2
HH 268-17
HC 3258/17
Ref HC 6557/15
VERONICA NYONI MURINGAI
versus
WISROD INVESTMENTS (PRIVATE) LIMITED
and
REGISTRAR OF DEEDS N.O.
and
SHERIFF OF ZIMBABWE
and
REASON MATARUSE
HIGH COURT OF ZIMBABWE
TAGU J
HARARE, 21 April and 3 May 2017
URGENT CHAMBER APPLICATION
T Dzvetero, for the applicant
W.R. Chingeya, for 1st the respondent
Charles Kamba in person for 4th respondent
TAGU J: This is an application brought on a certificate of urgency seeking the stay of the execution (auction of property) of an order granted by this court under case number HC 6557/15 pending the determination of an application for condonation for late filing of an application for rescission of default judgment and an application for rescission of default judgment filed simultaneously in this Honourable Court. The brief background of the matter is that the applicant entered into a loan agreement for the capital sum of US$65 000.00 (Sixty Five Thousand Dollars) on 13 March 2015. The tenure of the loan was 30 days as per the copy of the agreement filed and marked Annexure “A”. The capital sum together with interest amounted to US$71 500.00 (Seventy One Thousand Five Hundred Dollars. The loan was secured by the applicant’s immovable property, namely Flat Number 801 Warwick Flats, called Stand number 1837 Salisbury as per the copy of Deed of transfer Annexure “B”. Having failed to repay the loan in terms of the agreement the applicant was sued for the recovery of the same culminating in Deed of settlement and a consent order being executed between the applicant’s erstwhile legal practitioners Chadyiwa & Associates and the first respondent’s erstwhile legal practitioners J, Mambara & Partners on 3 July 2015. In December 2015 the first respondent obtained a writ of execution and the applicant’s property was then attached. After the attachment of the applicant’s property in December 2015 the applicant repaid a total of US$65 000.00 to the first respondent. Note should be taken of the fact that the repayment proved tough at times resulting in the applicant’s property being reattached in February 2016. What jolted the applicant into action now is the reattachment of her property once more on the 5th of April 2017 allegedly for interest on top of the US$$71 500.00.

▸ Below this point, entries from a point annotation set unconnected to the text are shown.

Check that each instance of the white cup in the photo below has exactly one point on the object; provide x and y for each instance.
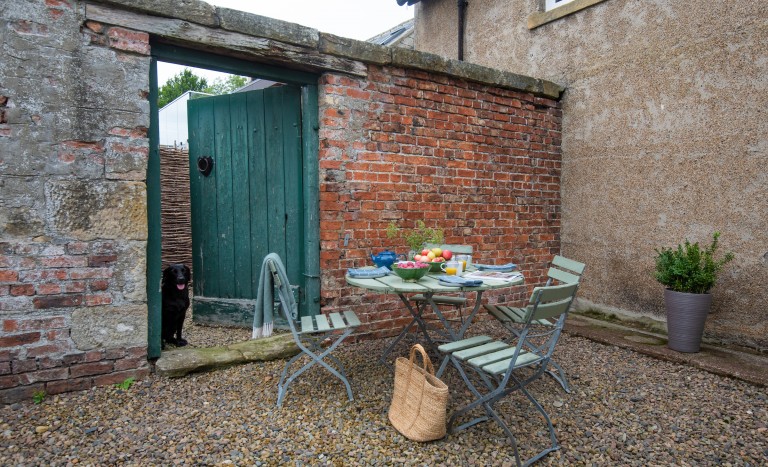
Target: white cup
(452, 267)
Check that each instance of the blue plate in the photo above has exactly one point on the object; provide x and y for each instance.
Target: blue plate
(500, 268)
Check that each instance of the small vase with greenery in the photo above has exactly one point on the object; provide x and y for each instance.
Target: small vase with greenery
(416, 237)
(688, 272)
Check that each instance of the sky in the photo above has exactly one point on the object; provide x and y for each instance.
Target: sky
(357, 19)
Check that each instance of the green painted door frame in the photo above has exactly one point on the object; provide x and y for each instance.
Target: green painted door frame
(309, 126)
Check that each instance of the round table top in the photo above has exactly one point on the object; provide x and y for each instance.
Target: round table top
(427, 284)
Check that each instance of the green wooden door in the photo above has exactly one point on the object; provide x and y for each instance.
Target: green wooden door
(251, 202)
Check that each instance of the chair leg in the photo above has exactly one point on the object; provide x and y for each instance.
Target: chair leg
(315, 359)
(487, 402)
(559, 376)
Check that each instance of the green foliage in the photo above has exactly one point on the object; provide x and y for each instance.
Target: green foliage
(226, 86)
(126, 385)
(418, 236)
(188, 81)
(38, 397)
(689, 268)
(178, 85)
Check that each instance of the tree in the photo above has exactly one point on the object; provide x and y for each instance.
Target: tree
(178, 85)
(225, 86)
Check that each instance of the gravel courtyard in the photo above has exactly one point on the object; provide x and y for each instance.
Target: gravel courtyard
(625, 409)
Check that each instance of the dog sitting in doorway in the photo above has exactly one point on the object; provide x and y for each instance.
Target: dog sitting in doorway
(175, 292)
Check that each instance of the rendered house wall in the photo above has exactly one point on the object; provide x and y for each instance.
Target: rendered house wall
(664, 137)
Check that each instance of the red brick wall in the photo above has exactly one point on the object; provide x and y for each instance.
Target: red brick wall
(36, 351)
(482, 163)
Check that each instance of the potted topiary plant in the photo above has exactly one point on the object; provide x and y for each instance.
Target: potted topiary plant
(688, 272)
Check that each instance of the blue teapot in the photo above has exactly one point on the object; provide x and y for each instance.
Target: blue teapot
(385, 258)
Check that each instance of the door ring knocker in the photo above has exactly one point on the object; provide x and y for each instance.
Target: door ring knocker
(205, 165)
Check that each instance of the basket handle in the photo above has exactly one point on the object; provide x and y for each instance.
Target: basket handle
(426, 362)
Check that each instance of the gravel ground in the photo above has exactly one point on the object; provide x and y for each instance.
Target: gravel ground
(625, 409)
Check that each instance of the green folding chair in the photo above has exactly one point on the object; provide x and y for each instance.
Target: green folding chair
(561, 271)
(500, 368)
(309, 332)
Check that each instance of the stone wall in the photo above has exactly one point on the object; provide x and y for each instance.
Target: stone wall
(73, 225)
(403, 136)
(664, 137)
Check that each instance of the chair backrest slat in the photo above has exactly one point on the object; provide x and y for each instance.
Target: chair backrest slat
(550, 301)
(551, 310)
(322, 323)
(562, 276)
(552, 293)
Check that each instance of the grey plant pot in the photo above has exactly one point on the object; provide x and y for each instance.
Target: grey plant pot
(686, 315)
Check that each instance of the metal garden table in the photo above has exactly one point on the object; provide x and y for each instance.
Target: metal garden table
(429, 285)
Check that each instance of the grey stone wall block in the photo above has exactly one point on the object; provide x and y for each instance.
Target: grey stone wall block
(130, 273)
(109, 327)
(262, 26)
(92, 210)
(22, 212)
(194, 11)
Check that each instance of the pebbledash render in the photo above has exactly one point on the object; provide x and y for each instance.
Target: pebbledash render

The applicant is now seeking to disown the Deed of Settlement and the consent order executed by his erstwhile legal practitioners in 2015 on the basis that the Deed of settlement and the consent order were executed without her authority because the first respondent did not make the said sum of US$71 500.00 available to her and that the attached property belonged to a third party one Reason Mataruse who is represented by Mr Charles Kamba through a power of attorney.
At the hearing of the matter Mr Charles Kamba for the fourth respondent appeared in person and indicated that he had nothing to say.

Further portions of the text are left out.